In a busy day for earnings, Fortescue Metals plummeted 4.7 per cent to $2.00 after posting a small fall in net profit to $US319 million for the December half, down from $US331 million in the previous year.
The Perth-based mining group said it was aiming to cut cash costs, one element of its total break-even, to $US13 a wet tonne by June, after hitting its full-year target of $US16 a tonne early in December.
A strong performance from Wesfarmers retail brands, including Bunnings and Coles supported a 1.2 per cent increase in the conglomerate's net profit after tax to $1.4 billion for the half year, offsetting a slump in the resources exposed segments of the business. Wesfarmers still dropped 4.8 per cent to $41.50, while Woolworths retraced 2.6 per cent to $22.33.

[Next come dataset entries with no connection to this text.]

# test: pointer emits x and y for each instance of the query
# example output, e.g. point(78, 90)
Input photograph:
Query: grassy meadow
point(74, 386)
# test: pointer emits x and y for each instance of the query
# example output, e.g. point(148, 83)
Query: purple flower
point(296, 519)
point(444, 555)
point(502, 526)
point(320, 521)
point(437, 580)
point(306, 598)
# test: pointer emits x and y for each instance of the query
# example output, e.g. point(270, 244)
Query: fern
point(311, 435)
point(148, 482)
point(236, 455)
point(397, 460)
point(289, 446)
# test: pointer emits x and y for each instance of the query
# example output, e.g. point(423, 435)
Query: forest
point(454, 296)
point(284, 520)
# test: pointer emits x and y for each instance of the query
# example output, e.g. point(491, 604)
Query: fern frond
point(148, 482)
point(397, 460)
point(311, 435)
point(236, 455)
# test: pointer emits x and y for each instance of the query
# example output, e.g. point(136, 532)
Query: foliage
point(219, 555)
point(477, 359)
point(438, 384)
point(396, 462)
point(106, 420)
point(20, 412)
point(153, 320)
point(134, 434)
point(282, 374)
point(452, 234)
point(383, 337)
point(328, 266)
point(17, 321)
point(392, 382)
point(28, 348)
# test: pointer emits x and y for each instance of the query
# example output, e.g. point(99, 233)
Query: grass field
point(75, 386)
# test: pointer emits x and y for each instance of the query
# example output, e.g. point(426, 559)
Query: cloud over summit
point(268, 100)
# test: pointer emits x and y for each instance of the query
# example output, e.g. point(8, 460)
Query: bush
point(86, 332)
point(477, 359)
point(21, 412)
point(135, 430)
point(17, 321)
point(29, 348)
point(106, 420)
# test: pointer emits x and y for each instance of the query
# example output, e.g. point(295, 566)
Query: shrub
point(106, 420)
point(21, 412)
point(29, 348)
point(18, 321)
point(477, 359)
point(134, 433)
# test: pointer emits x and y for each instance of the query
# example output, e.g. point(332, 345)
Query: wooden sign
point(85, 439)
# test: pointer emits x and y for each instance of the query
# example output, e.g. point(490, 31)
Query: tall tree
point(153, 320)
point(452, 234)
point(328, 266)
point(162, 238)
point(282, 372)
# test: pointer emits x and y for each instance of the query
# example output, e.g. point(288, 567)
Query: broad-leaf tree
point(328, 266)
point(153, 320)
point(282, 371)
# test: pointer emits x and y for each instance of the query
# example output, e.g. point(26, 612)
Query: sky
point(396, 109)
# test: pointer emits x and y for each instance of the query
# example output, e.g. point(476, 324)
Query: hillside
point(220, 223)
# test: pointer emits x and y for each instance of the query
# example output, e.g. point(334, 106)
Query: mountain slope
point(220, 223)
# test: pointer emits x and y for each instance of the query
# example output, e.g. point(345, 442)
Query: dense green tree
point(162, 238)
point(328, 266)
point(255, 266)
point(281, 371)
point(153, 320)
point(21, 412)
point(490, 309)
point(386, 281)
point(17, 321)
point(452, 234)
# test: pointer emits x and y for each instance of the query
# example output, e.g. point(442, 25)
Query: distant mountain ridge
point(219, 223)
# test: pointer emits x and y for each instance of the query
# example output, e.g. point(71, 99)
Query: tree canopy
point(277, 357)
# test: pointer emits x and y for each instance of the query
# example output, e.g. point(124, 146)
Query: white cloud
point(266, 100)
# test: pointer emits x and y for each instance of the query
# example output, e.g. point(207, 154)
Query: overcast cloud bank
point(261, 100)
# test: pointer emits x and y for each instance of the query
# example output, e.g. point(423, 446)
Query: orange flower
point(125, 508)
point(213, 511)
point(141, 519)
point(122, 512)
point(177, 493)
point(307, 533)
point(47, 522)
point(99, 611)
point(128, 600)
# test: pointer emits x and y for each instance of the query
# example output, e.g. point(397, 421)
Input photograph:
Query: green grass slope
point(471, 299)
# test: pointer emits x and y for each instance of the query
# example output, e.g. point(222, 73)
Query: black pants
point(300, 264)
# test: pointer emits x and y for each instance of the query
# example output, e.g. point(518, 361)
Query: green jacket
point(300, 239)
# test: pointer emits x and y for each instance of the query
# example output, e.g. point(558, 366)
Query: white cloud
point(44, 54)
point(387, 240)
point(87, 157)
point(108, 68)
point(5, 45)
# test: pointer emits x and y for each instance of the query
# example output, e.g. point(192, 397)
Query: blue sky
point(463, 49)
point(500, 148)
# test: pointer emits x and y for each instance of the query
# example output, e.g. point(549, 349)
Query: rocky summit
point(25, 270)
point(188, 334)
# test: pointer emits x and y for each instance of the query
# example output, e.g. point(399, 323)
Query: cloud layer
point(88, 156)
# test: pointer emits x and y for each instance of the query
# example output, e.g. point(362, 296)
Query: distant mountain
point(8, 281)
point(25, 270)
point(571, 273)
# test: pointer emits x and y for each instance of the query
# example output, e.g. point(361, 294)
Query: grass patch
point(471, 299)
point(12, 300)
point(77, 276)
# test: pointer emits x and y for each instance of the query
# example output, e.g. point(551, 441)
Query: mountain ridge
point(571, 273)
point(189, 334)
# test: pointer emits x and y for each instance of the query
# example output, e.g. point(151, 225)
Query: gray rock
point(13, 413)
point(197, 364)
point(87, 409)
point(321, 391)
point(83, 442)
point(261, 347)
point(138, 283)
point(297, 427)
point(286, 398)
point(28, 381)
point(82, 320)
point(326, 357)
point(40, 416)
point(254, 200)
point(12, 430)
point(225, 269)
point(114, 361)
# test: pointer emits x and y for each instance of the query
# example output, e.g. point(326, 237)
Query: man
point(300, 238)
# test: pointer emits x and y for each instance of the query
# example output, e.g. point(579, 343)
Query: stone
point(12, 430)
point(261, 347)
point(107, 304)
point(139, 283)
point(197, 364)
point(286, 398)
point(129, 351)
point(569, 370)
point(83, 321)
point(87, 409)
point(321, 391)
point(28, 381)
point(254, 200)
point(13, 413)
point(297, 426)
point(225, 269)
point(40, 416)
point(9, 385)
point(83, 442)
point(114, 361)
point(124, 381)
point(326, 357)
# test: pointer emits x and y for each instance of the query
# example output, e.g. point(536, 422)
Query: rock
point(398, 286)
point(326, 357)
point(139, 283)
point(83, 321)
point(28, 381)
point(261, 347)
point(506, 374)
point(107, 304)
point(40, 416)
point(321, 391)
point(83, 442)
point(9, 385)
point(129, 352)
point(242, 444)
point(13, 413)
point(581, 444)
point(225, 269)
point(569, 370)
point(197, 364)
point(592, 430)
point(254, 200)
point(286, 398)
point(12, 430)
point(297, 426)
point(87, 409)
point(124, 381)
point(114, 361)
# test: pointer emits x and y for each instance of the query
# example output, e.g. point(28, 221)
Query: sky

Bega Cheese's shift away from commodities to higher value-added products such as infant formula helped boost profits, with the company posting Bega a 9.9 per cent surge in underlying net profit to $14.8 million in the six months to December 31. Bega was one of the few companies in the green, lifting 2.1 per cent to $5.74.
Flight Centre Travel Group has cautiously reaffirmed its full-year profit guidance after reporting a 3.4 per cent rise in half-year underlying pretax interim profit to $145.9 million amid "challenging trading conditions". Shares fell 0.5 per cent to $40.28.
Engineering group WorleyParsons reported a 78 per cent slump in first half net profit to $23.1 million and said it would not pay an interim dividend after earnings fell sharply in its core hydrocarbons and minerals businesses.
The company also signalled it would sell "non-core assets" to strengthen its balance sheet. The result was weaker than analysts were expecting and shares crashed 13 per cent to $3.66.
Cost cutting helped port and heavy freight operator Asciano boost half year net profits by 5.3 per cent to $199.8 million as its board awaits a formal takeover offer from suitors Qube and Brookfield Infrastructure.
Asciano's underlying EBIT were flat at $290.9 million in its Pacific National rail haulage business but rose 0.8 per cent in its Patrick ports division to $116.7 million due to growth in bulk and automotive port services. Shares were flat at $9.01.
Slater & Gordon has suspended trading in its shares until the release of half-year results, due February 29 , as it tries to sort out "material items" which includes "testing and assessment of the goodwill values for impairment of the UK business". Shares were at 83 cents.